Czy Amerykanie wycofają swoje wojska z krajów, które dołączyły do NATO po 1990 roku?

Tego chce Rosja. To Rosja w swoich projektach traktatów, porozumień bezpieczeństwa europejskiego – jeszcze bezpośrednio przed agresją na Ukrainę – przedstawiła NATO i Ameryce takie propozycje, że trzeba wycofać wszystkie obecności sojusznicze z państw, które wstąpiły do NATO po rozpadzie tego dwublokowego systemu – komentuje były szef BBN w rozmowie na kanale YouTube „Momenty”.

Czy zatem Donald Trump mógłby spełnić te żądania? Generał Koziej odnosi się do spekulacji i ostrzega, że byłoby to uleganie Putinowi.

Jeśli dzisiaj Trump chciałby realizować tamto żądanie Putina, to oznacza, że poddałby się Putinowi. Nie wierzę w to, że Trump chciałby pokazać światu, że przegrywa z Putinem – twierdzi generał.

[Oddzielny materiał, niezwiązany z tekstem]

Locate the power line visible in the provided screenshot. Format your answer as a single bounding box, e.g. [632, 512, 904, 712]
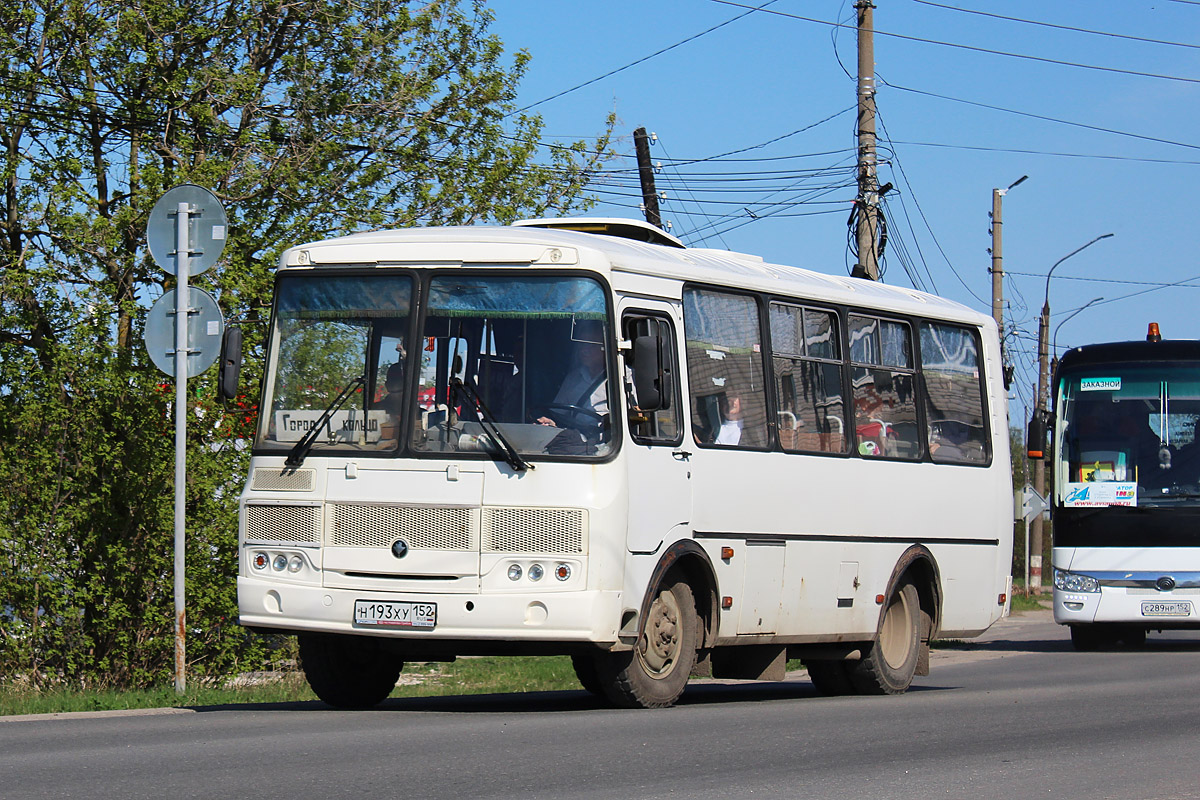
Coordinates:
[509, 0, 778, 116]
[893, 142, 1200, 167]
[912, 0, 1200, 50]
[883, 81, 1200, 150]
[713, 0, 1200, 83]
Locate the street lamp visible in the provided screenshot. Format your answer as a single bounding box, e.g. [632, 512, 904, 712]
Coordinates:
[1025, 234, 1112, 595]
[989, 175, 1030, 367]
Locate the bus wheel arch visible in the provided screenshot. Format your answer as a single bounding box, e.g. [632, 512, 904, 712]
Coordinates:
[296, 633, 404, 709]
[850, 545, 942, 694]
[595, 540, 716, 708]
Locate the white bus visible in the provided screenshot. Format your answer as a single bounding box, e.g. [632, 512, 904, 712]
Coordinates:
[1030, 324, 1200, 650]
[238, 219, 1012, 708]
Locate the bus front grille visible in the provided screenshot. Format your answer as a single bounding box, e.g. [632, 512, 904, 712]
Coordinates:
[325, 503, 478, 551]
[250, 467, 317, 492]
[246, 505, 320, 545]
[480, 507, 587, 553]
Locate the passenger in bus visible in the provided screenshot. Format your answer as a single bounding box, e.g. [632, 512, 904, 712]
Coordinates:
[713, 392, 745, 445]
[536, 341, 608, 451]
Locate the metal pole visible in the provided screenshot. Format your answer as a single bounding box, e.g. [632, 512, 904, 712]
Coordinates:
[175, 203, 191, 694]
[853, 0, 880, 281]
[991, 175, 1028, 347]
[1028, 234, 1112, 595]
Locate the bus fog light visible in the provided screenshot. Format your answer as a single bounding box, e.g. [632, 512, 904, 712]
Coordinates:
[1054, 570, 1100, 591]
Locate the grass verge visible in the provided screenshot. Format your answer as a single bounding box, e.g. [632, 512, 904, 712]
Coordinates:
[0, 656, 580, 716]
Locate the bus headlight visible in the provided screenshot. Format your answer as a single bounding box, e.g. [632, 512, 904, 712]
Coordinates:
[1054, 569, 1100, 591]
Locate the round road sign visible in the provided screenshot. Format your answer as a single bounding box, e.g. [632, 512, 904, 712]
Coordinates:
[146, 184, 229, 275]
[146, 287, 224, 378]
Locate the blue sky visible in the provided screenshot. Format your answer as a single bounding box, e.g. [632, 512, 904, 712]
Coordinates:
[492, 0, 1200, 423]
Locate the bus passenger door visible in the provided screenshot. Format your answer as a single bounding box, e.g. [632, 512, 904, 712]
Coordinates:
[620, 309, 691, 553]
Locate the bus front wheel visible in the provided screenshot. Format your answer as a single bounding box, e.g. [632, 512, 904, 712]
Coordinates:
[296, 633, 404, 709]
[850, 582, 920, 694]
[595, 576, 698, 709]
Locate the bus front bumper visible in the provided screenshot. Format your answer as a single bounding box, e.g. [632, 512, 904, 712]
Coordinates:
[238, 577, 622, 645]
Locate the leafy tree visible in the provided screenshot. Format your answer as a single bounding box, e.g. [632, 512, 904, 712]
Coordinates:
[0, 0, 612, 684]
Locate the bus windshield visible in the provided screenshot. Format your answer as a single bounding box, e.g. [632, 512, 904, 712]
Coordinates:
[1055, 361, 1200, 507]
[256, 272, 612, 465]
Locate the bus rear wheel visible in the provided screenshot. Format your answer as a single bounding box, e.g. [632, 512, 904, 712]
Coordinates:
[296, 633, 404, 709]
[850, 582, 920, 694]
[595, 577, 698, 709]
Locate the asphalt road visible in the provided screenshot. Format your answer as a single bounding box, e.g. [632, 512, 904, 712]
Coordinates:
[0, 613, 1200, 800]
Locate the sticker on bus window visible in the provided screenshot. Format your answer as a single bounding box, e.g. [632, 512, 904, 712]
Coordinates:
[1062, 481, 1138, 509]
[1079, 378, 1121, 392]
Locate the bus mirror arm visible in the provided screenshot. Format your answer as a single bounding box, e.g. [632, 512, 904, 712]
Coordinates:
[217, 325, 241, 401]
[1025, 409, 1054, 461]
[634, 336, 668, 411]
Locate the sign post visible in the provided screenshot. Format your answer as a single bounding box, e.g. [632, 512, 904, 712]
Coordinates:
[146, 185, 227, 694]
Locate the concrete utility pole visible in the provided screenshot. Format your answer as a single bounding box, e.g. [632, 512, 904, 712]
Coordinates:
[991, 175, 1028, 348]
[852, 0, 880, 281]
[634, 128, 662, 228]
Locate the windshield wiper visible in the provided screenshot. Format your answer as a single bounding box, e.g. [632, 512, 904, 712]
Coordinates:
[283, 375, 366, 469]
[450, 378, 534, 473]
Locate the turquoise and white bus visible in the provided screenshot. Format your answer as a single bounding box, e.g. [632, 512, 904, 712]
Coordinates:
[238, 219, 1012, 708]
[1031, 324, 1200, 650]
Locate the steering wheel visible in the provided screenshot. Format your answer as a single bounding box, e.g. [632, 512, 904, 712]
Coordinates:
[546, 403, 604, 425]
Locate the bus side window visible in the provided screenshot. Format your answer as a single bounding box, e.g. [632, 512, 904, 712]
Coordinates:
[920, 323, 988, 464]
[683, 288, 768, 447]
[848, 314, 922, 459]
[622, 312, 683, 445]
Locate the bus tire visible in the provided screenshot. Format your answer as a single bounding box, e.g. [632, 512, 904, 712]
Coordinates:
[296, 633, 404, 709]
[571, 652, 604, 697]
[595, 575, 700, 709]
[850, 582, 920, 694]
[804, 658, 858, 697]
[1121, 625, 1147, 650]
[1068, 625, 1121, 652]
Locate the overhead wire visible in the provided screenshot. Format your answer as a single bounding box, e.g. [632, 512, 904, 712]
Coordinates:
[712, 0, 1200, 83]
[912, 0, 1200, 49]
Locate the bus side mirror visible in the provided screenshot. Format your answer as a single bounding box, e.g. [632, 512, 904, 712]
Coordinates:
[634, 336, 670, 411]
[217, 325, 241, 401]
[1025, 409, 1050, 461]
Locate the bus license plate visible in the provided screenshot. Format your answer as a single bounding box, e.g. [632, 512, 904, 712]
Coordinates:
[354, 600, 438, 631]
[1141, 601, 1192, 616]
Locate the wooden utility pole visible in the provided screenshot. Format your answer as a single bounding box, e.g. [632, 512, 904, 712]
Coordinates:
[634, 128, 662, 228]
[852, 0, 881, 281]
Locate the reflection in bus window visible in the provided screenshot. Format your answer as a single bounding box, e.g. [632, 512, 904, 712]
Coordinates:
[920, 323, 988, 464]
[684, 289, 767, 447]
[770, 302, 847, 452]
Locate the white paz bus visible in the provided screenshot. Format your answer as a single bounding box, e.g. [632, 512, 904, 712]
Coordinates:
[1030, 324, 1200, 650]
[238, 219, 1012, 708]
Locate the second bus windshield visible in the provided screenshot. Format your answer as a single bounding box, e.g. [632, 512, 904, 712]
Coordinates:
[1056, 362, 1200, 507]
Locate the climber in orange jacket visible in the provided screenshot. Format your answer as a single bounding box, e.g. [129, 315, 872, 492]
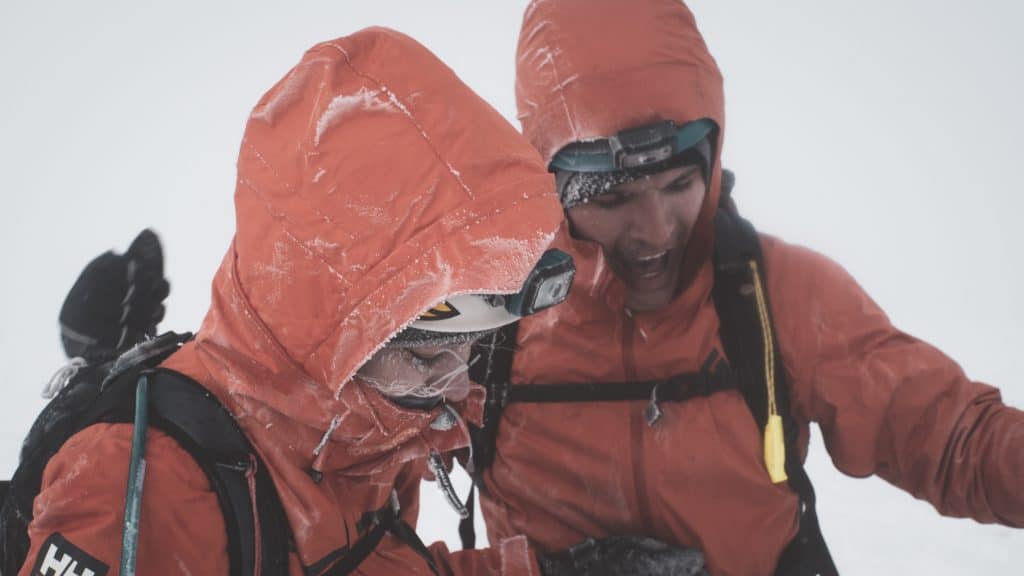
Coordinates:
[477, 0, 1024, 575]
[20, 29, 567, 576]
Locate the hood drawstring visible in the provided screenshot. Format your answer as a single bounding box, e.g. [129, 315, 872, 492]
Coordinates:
[427, 450, 469, 519]
[308, 415, 341, 484]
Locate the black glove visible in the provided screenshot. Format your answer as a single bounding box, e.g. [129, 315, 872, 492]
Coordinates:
[538, 536, 708, 576]
[60, 230, 170, 361]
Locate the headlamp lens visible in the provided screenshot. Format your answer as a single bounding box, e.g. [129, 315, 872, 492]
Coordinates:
[505, 249, 575, 317]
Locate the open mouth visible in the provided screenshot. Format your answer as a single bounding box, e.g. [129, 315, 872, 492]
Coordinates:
[627, 250, 670, 279]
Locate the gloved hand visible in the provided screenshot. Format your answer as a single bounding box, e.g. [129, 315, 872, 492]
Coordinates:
[60, 230, 170, 360]
[538, 536, 708, 576]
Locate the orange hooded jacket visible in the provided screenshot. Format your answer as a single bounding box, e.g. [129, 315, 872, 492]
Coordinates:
[481, 0, 1024, 576]
[22, 29, 562, 575]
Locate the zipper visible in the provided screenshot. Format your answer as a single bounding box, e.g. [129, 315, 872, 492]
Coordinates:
[623, 308, 653, 527]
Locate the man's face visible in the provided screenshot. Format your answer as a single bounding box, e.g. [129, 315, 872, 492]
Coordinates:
[358, 342, 473, 402]
[566, 165, 707, 312]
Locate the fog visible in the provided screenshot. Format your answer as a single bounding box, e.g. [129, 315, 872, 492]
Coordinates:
[0, 0, 1024, 575]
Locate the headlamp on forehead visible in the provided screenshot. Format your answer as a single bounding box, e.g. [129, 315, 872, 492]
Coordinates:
[410, 249, 575, 333]
[549, 118, 715, 172]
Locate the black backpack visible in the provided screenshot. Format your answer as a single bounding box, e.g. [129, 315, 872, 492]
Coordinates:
[0, 332, 436, 576]
[0, 332, 289, 576]
[459, 171, 839, 576]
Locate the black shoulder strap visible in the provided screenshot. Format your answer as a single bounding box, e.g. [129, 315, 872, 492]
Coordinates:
[303, 490, 440, 576]
[132, 369, 290, 576]
[713, 202, 838, 576]
[0, 334, 289, 576]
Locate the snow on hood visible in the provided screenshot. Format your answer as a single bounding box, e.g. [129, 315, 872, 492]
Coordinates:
[515, 0, 725, 301]
[188, 28, 561, 461]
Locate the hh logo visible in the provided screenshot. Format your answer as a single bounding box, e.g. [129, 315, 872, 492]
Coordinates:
[32, 534, 111, 576]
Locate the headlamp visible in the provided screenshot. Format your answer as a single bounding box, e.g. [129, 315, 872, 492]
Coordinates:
[548, 118, 715, 172]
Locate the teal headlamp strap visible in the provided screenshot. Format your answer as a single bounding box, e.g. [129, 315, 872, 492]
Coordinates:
[548, 118, 715, 172]
[121, 376, 150, 576]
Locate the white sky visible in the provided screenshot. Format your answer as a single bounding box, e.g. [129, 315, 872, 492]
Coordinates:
[0, 0, 1024, 575]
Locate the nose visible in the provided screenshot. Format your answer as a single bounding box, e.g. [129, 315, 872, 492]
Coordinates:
[431, 343, 472, 402]
[630, 191, 676, 248]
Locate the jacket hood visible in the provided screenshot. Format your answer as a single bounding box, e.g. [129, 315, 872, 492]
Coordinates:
[183, 28, 561, 469]
[515, 0, 725, 305]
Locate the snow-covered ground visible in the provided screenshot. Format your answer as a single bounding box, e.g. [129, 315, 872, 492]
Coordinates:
[0, 0, 1024, 575]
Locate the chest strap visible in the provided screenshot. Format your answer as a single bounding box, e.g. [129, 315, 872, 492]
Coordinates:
[303, 490, 440, 576]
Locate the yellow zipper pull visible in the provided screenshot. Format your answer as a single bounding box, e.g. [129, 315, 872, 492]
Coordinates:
[765, 414, 788, 484]
[750, 260, 788, 484]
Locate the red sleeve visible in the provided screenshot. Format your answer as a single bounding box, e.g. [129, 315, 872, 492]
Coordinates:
[763, 238, 1024, 527]
[19, 424, 228, 576]
[356, 463, 540, 576]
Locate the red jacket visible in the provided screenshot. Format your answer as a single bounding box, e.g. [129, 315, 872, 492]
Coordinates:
[481, 0, 1024, 575]
[22, 29, 561, 575]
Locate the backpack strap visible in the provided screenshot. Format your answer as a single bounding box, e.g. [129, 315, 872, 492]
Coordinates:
[0, 333, 289, 576]
[302, 490, 440, 576]
[713, 202, 838, 576]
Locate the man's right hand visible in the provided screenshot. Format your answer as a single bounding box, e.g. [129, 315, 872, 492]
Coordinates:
[538, 536, 708, 576]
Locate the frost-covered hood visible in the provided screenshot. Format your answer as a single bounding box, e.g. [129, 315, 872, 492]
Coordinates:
[162, 28, 561, 559]
[515, 0, 725, 305]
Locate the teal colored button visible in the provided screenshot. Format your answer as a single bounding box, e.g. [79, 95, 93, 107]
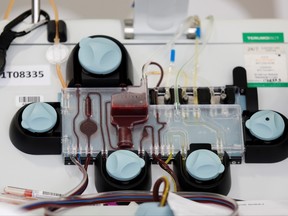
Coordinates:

Cała rozmowa z gen. Stanisławem Koziejem:

Druga zimna wojna? Gen. Koziej nie ma złudzeń

Podczas rozmowy pojawiło się także porównanie obecnej sytuacji międzynarodowej do czasów zimnej wojny. „Dzisiaj jak patrzymy na tę rywalizację amerykańsko-chińską, czy Rosji z Zachodem, to możemy to porównywać do pierwszej zimnej wojny. Pojawiają się sugestie, żeby analizować dzisiejszą sytuację, jako drugą zimną wojnę” – wyjaśnia generał.

Czy zatem Polska może czuć się bezpieczna? Generał Koziej podkreśla, że kluczowe dla stabilności regionu jest utrzymanie Ukrainy jako niezależnego państwa.

W interesie NATO i Polski jest utrzymywanie się Ukrainy, nie poddanie Ukrainy Rosjanom. Zapobieżenie temu, aby Rosja zwyciężyła w Ukrainie. To radykalnie pogorszyłoby nasze warunki bezpieczeństwa, zwłaszcza w naszym regionie – mówi.

Polska misja pokojowa na Ukrainie?

W rozmowie pojawiła się również kwestia ewentualnego udziału polskich żołnierzy w misji pokojowej na Ukrainie. Generał Koziej zaznacza, że jakiekolwiek działania Polski muszą być adekwatne do jej położenia geopolitycznego.

Nasz udział w tej misji musi być adekwatny do warunków naszego położenia strategicznego, jako państwa frontowego tej konfrontacji neozimnowojennej między Rosją a Zachodem – tłumaczy.

Podczas rozmowy generał Koziej opowiedział także historię pseudonimu „Shogun”. Określenie to pojawiło się w momencie, kiedy wspólnie z byłym prezydentem Polski Bronisławem Komorowskim był na delegacji w Japonii.